Aerobic Exercise Adaptation


 by Daniel Bradley

When you begin an aerobic exercise routine, your body will adapt to the workload. It will affect your heart, lungs, muscles and more.

When you start a new cardio routine, whether it's attending a spin class for the first time or beginning to train for a road race, it always feels hard. However, if you stick with it, slowly the exercise gets easier, and you're able to ramp up the intensity or duration of that same type of exercise.

Cardio seems to get easier because your body has begun to adapt to aerobic exercise. Regular aerobic training affects every system in your body from your heart to your lungs to your bones.

Read more: Long-Term Effects of Aerobic Exercise

Heart Adaptations

As you progress through a regimen of aerobic exercise, your heart starts to function more efficiently. Your resting heart rate decreases, and your resting stroke volume increases. Your heart becomes more efficient and has a higher functional capacity as it adapts to aerobic training.

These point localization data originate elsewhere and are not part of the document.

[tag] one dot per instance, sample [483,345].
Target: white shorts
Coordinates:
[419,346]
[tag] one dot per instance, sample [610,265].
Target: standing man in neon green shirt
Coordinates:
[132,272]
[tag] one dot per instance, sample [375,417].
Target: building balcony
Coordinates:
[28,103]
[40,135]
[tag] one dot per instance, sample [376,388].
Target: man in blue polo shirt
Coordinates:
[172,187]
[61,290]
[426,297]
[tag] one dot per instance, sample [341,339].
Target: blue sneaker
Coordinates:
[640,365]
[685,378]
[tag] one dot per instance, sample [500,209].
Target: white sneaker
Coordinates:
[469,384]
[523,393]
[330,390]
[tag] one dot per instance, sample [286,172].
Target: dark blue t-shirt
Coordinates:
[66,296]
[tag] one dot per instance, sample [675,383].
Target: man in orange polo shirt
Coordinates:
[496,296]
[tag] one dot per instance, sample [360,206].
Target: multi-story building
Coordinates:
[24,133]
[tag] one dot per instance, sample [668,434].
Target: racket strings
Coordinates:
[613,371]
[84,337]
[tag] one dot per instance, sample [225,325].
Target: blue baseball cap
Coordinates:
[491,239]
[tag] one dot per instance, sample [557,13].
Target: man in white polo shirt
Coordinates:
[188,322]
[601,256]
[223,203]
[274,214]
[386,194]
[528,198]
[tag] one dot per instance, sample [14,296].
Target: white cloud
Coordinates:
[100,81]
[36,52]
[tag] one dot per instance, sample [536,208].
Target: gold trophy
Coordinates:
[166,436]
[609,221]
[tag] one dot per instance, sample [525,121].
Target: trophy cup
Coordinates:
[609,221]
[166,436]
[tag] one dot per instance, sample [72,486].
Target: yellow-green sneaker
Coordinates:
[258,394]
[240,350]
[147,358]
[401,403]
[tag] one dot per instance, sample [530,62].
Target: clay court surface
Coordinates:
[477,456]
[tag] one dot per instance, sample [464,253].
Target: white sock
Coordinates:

Aerobic exercise even affects the heart's size. As it adapts, the heart's muscular walls grow thicker, which allows for a more powerful contraction. Because of this, the left ventricle can stretch and fill more with blood, increasing blood supply to the body.

Read more: What Effect Does Aerobic Exercise Have on Muscles?

Lung Adaptations

During aerobic adaptation, your lungs' efficiency improves as well. Respiratory muscles become stronger and allow for larger amounts of air to be inhaled and exhaled with each breath. The diaphragm muscle adapts so that its endurance and strength improves, which means that the diaphragm can consistently handle continuous forceful breathing patterns while exercising. This allows you to keep a normal breathing pattern for longer durations while performing aerobic exercises.

Aerobic exercise improves your maximum oxygen uptake, which measures how well your body utilizes oxygen at the cellular level. When exercise intensity increases, so does your body's necessary demand for oxygen consumption. As you continue with an aerobic exercise training regimen, your body adapts to the oxygen and energy demands required to function at the increased level of physical exertion. Maximum oxygen uptake is measured in milliliters of oxygen absorbed per kilogram of body weight per minute. The more oxygen absorbed per kilogram per minute, the more efficient the cells of your body are at utilizing the oxygen supply.

Physical Adpatations

Your body begins to have muscular and body composition changes as well. Muscular changes aren't as significant in aerobic exercise as they would be if you were incorporating resistance training, but muscular strength and endurance improve in active muscle, and lean tissue percentage in the body increases as you begin to adapt to aerobic training.

For consideration, as your body becomes adapted to your training intensity, you may begin to notice less significant improvements. Continue to increase the intensity of your aerobic exercise — either in duration, exercise type or rate — in order to continuously allow for your body to have positive adaptations to aerobic training.